Dysphoria associated with AAS withdrawal hypogonadism may potentiate the urge to resume taking AAS, and thus hypogonadism deserves aggressive treatment. If hypogonadism is pronounced and prolonged, as may be the case during withdrawal from long-term AAS use [28-30], it is desirable to engage the services of an endocrinologist familiar with AAS withdrawal, although in our experience individuals with substantial expertise in this area are often hard to find. An endocrinologist might initially maintain the patient on a temporary modest dose of testosterone, while introducing human chorionic gonadotropin to restore pituitary production of luteinizing and follicle-stimulating hormones, and while also initiating clomiphene, often in conjunction with an aromatase inhibitor such as tamoxifen, in order to stimulate gonadotropin release from the pituitary [74]. Even with expert management of these endocrine parameters, treatment of hypogonadism may be prolonged and incomplete.

Meanwhile, psychiatric intervention may be necessary if the patient develops depression in association with AAS withdrawal. In studies of medically induced hypogonadism, it has been found that a majority of patients do not develop depression, but a minority, perhaps 10–20%, may develop serious depressive symptoms [75]. One small case series has described successful use of fluoxetine to treat such depression [76], and another individual case report described success with electroconvulsive therapy [77], but systematic studies are lacking. Thus, pending more definitive research, clinicians should approach AAS withdrawal depression in the same manner as an ordinary episode of major depressive illness. As noted above, treatment of the muscle dysmorphia form of body dysmorphic disorder, if present, with serotonin reuptake inhibitors may be efficacious for both body dysmorphic disorder and depressive symptoms [62].

The Hedonic Pathway

As mentioned above, male hamsters will self-inject testosterone to the point of death, but interestingly this behavior is blocked by the opioid antagonist naltrexone [78]. Indeed, several other reports have suggested parallels between the hedonic effects of opioids and those of AAS [8]. Thus, treatments found effective for opioid -dependence might plausibly be helpful for AAS users. Such treatments might include motivational therapies to encourage commitment to treatment, contingency management, behavioral couple’s therapy, and supportive-expressive therapy. Couple’s treatment might be particularly promising with AAS users, since partners of AAS users are often eager for the AAS user to discontinue the drugs. We are not aware of any reports of naltrexone in the treatment of AAS dependence, although on theoretical grounds this drug might theoretically be effective.

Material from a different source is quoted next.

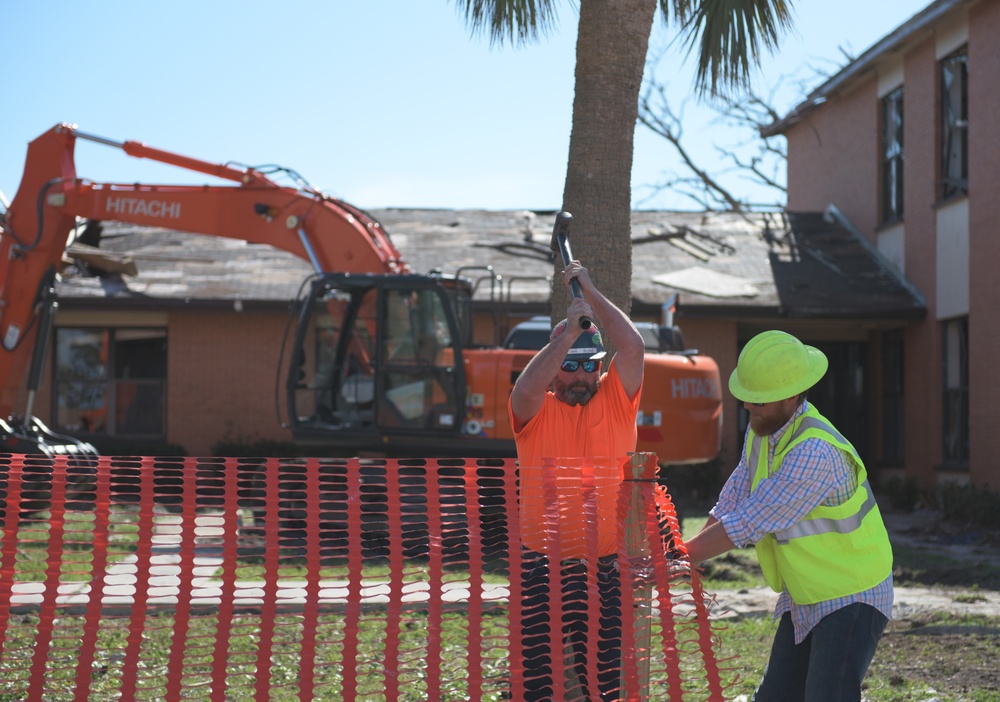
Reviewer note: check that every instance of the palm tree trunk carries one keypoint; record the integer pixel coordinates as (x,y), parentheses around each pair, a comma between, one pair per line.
(610,57)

In summary, then, at the present limited state of knowledge, much of the treatment of AAS users must be based on the clinician’s assessment of each individual case. Now that AAS use has risen to become one of the world’s major substance use disorders, it will become increasingly important for mental health professionals to stay abreast of evolving knowledge in this area.

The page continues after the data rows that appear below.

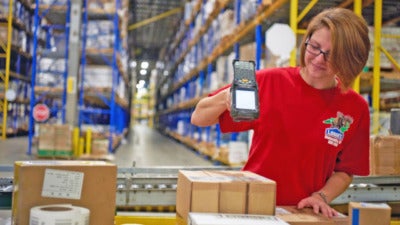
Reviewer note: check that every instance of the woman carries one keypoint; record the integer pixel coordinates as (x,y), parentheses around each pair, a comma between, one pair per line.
(312,134)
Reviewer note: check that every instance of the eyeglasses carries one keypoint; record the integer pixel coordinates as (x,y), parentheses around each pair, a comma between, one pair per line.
(316,51)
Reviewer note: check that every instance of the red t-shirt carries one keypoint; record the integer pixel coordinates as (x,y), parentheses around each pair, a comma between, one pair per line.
(304,134)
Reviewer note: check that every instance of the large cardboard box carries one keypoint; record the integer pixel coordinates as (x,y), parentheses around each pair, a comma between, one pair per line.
(362,213)
(216,191)
(197,192)
(385,155)
(306,216)
(88,184)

The authors wish to acknowledge Dr. Katharine Phillips for her critical review and commentary on an initial draft of the manuscript.

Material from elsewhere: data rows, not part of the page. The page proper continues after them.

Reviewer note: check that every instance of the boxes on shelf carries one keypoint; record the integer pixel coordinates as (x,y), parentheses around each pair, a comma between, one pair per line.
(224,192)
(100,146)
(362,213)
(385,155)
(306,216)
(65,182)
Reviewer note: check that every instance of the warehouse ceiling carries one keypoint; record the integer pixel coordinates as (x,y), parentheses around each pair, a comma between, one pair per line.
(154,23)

Dr. Pope has testified twice in the last 3 years in legal cases involving anabolic-androgenic steroids. Dr. Hudson has received support from Sunovion, and has received consulting fees from Idorsia, Shire, and Sunovion. Dr. Kanayama reports no conflicts of interest.

No funding was received for the preparation of this editorial.

All authors contributed to the conception, drafting, and final revision of the manuscript.